# Berlin Christmas market: 9 dead, at least 50 injured in truck crash



## Kraut783 (Dec 19, 2016)

Rest in Peace Berliners......suspects, one dead one in custody.

So sad....been to several Christmas markets in Germany, can't even imagine...so many families go to these, such a family tradition...

Berlin Christmas market: 9 dead, at least 50 injured in truck crash  - CNN.com


----------



## Red Flag 1 (Dec 19, 2016)

The three Christmas times I spent in Germany were quite impressive. The celebrations in Neürenberg, Köln, Müchen, and other towns were always so festive and lighthearted. Children often took center stage at some point in each celebration. Knowing how Germany embraces the season, makes the tragic event in Berlin even harder to take. Prayers out for the dead and injured in this sad event.


----------



## Kraut783 (Dec 21, 2016)

latest...

http://www.nytimes.com/2016/12/21/world/europe/berlin-christmas-market-attack.html?_r=0

Anis Amri


----------



## Red Flag 1 (Dec 21, 2016)

May he ^^^^^^ burn in hell.

ETA: I'd like to see him go through the rest of his life with no eyelids, but that's just me.


----------



## Blizzard (Dec 23, 2016)

Nice acknowledgement of the Italian officers that sent this guy to hell.
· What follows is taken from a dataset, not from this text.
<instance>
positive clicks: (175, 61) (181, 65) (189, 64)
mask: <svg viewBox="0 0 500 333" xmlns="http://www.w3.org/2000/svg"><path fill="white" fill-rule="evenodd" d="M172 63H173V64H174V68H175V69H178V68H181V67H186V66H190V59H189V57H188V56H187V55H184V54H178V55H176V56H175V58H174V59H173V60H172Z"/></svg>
Italy's heroes: The police officers who finally put a stop to Berlin attacker's escape across Europe


----------



## Kraut783 (Dec 23, 2016)

Nine month officer....nice, glad he did not hesitate.  Quick recovery to  Officer Movio!


----------



## Gunz (Dec 23, 2016)

It took balls but they got Anus.


----------



## Kraut783 (Dec 23, 2016)

I see what you did there Ocoka One


----------